NLPコーチングでは、クライアントが自ら目標設定し、それを達成する決意をし、実際に行動に起こすまでのプロセスをサポートすることができるのです。

 

壁を乗り越える
 コンサルティングやカウンセリングの場において、クライアントは時に壁に突き当たります。

 

「経験が足りないからこの業務は達成できないのではないか」

「人前でうまく話すことができない」

「みんなが私を嫌っているように思えて登校できない」

 

このような悩みは深刻さの度合いは様々ですが、会社や学校、大小のコミュニティにおいて日常的に見られる悩みです。しかしこれらの悩みには共通点があります。

 

1つ目の例の「経験が足りないからこの業務は達成できないのではないか」では、経験があれば成功できるとは限らないという事例や、経験がなくても業務を達成している事例の存在を頭の中で無意識に歪曲しています。また、「みんなが私を嫌っている」というときの「みんな」は本当に全世界中の人なのか、中には嫌っていない人もいるのではないかということを考えれば、一般化しすぎていることがわかります。

 

人は壁に突き当たるときに、このような歪曲や省略、一般化を起こしている、言い換えれば「思い込みが足を止めている」というようなことがよくあります。このようなときに、メタモデルと呼ばれる質問技法を用い、クライアントに思い込みと思われる発言の正当性を尋ねる、合理的な理由を聞きだす等をしてクライアント自身に気づきを与え、思い込みを取り去ることができます。

 

信頼を築き、相手の心を開く
 メタモデルと合わせて知っていただきたい技法はミルトンモデルと呼ばれる話法です。

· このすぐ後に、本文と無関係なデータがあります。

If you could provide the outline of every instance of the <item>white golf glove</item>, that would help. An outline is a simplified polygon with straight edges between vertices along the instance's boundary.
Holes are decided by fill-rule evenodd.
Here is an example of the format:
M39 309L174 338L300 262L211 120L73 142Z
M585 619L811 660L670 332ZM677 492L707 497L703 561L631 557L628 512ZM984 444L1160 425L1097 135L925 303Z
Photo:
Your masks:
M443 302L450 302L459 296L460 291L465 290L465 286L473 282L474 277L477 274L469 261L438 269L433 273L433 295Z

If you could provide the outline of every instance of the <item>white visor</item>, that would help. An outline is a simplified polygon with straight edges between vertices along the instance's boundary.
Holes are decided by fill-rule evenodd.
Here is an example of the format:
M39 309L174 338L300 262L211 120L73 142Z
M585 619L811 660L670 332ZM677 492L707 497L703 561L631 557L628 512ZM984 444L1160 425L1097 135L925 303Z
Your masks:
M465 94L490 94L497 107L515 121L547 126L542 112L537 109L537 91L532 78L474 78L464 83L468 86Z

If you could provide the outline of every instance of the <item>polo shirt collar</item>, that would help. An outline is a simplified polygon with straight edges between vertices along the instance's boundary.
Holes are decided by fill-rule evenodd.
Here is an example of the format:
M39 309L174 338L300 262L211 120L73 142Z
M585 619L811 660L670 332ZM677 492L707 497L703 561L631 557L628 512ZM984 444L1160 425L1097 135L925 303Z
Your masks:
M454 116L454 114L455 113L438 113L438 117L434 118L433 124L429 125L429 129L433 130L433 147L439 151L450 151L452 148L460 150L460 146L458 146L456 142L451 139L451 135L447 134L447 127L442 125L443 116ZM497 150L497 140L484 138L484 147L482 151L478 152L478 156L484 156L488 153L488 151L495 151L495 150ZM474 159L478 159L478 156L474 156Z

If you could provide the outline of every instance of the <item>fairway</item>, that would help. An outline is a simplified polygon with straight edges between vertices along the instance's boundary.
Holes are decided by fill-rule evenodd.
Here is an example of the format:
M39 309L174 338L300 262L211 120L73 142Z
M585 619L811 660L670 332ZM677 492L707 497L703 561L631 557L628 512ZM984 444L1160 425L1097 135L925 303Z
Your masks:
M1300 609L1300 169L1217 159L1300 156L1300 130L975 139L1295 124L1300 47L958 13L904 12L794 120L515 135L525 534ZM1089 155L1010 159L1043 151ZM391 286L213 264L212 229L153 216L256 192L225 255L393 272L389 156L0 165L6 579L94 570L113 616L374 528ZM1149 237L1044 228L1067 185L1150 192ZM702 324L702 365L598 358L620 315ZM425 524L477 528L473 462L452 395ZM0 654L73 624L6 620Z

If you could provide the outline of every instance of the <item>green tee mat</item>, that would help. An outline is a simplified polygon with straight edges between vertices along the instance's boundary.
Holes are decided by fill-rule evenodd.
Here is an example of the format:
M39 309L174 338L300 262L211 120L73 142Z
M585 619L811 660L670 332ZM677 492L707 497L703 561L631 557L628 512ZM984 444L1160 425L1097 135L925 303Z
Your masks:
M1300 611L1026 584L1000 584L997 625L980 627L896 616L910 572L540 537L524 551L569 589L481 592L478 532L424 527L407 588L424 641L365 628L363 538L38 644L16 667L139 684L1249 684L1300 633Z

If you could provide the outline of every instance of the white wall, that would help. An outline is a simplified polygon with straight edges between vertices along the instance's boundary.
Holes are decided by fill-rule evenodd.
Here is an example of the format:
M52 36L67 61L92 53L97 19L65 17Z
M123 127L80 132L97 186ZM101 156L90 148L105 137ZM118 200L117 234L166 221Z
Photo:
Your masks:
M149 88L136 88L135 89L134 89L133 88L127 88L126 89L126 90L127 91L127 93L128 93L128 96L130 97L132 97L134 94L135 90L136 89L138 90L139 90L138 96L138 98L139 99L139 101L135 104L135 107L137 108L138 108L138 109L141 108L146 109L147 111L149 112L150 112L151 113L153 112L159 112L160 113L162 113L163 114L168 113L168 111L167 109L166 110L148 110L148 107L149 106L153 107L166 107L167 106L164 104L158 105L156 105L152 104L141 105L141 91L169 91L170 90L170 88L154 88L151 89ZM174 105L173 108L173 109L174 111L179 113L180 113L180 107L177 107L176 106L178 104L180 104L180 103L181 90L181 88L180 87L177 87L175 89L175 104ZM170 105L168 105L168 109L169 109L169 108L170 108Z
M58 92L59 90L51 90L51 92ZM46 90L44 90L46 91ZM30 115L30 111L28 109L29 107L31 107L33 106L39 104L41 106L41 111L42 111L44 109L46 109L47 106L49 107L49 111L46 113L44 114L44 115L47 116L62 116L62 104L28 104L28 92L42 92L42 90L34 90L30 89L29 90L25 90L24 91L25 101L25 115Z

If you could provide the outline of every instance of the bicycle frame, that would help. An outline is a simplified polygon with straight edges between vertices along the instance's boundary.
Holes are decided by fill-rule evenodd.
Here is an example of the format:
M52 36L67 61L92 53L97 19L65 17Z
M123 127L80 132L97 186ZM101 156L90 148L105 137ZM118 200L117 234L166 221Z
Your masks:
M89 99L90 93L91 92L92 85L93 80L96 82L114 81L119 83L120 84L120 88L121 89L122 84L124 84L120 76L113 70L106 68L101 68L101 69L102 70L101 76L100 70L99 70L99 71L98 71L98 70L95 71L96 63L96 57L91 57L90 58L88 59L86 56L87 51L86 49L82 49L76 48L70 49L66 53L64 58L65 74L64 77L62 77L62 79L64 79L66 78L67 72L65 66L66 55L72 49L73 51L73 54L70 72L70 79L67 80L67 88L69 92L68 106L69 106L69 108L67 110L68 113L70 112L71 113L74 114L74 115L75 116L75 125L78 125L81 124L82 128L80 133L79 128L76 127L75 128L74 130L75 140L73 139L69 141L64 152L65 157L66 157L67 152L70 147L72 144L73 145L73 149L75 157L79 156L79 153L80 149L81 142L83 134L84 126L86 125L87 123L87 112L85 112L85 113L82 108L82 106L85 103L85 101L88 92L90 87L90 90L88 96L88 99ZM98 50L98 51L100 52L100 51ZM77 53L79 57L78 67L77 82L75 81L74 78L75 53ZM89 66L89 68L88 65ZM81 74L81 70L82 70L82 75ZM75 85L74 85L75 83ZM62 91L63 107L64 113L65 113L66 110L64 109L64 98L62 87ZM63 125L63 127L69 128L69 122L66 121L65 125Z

ミルトンモデルとは、心理療法・催眠療法家のミルトン・エリクソンが用いていた話法をモデリングして体系化した技術で、クライアントに対して無意識のうちに肯定的なメッセージを伝え、さらに無意識からリソースを引き出すことができるものです。

 

ミルトン・エリクソンにはこのような逸話があります。

 

あるところに暴力が問題視されていた少年がいました。

頭をかかえた少年の母は、少年を無理やりエリクソンのもとへ連れて行きました。

しかし少年が部屋に入るなり、エリクソンは少年にこう言うのです。

「無理やり連れられてきたのだね。嫌なら帰っても構わないよ。」

少年は少し驚きつつも話を聞いていました。

また、エリクソンは少年に対しこのような質問をしました。

「この先、認められる大人になりたいと思うかい?」

少年は「あ、あぁ」と答えました。

帰り際、エリクソンは少年に言いました。

「君がもし、3か月後にすっかり変わっていることに気づいたならば、君はどんなに驚くだろうね」

少年は「そんなこと驚かないよ」と答えました。

そして3か月後、少年はもう暴力も振るうことなく変わっていったのです。

 

もし少年が変わることを拒絶するのであれば「変わらないよ」と答えることになります。しかしエリクソンは質問によって敢えて「驚かないよ」と答えさせるよう誘導し、「変わる」ということ自体は受け入れるようにメッセージを暗に組み込んでいます。これ以外の会話にもラポールの技術が含まれています。

 

このミルトンモデルは営業トークにもよく使われているもので、相手にアドバイスではなく抵抗なく気づきを与えるために効果的な話法です。

 

コンサルティングやカウンセリングにおいて、クライアントにコンサルタントやカウンセラーに対して信頼を置いてもらい、心を開いてもらうことが何よりも重要です。ミルトンモデルによって無意識のうちにメッセージを送ることができるようになるとクライアントは抵抗なく気づきを受け入れやすくなり、また、伝え方が高圧的にならないため、クライアントとの信頼関係を強固にしていくことができるのです。

 

まとめ

クライアントが抱く様々な問題に対して、まずは傾聴を行うことが必要不可欠ですが、そこで知りえたクライアントの問題をどのように解決していくかという時に、NLPの様々な技術を知ることで、アプローチの選択肢が大幅に広がります。たとえば、NLPにはここまでお伝えしてきた目標設定やメタモデルなどの質問技法やミルトンモデルの話法のみならず、恐怖症の対処や強迫観念からの脱却、飲酒や過食などの本当は止めたいのに止められない習慣などへの対処の技術もたくさんあります。

 

また、NLPを身につけると自分自身に対しても使えるため、キャリアコンサルタント、カウンセラーとしてクライアントに向き合うために自分自身の成長を促すこともできます。欧米ではセラピストやカウンセラーに加え、経営者や士業、コンサルタントなど様々な職種の人がNLPを学んでおり、セルフマネジメントに効果的であると広く認知されているのです。

 

ぜひNLPを学んでクライアントのサポート、そして自分自身の成長に役立てていただきたいと思います。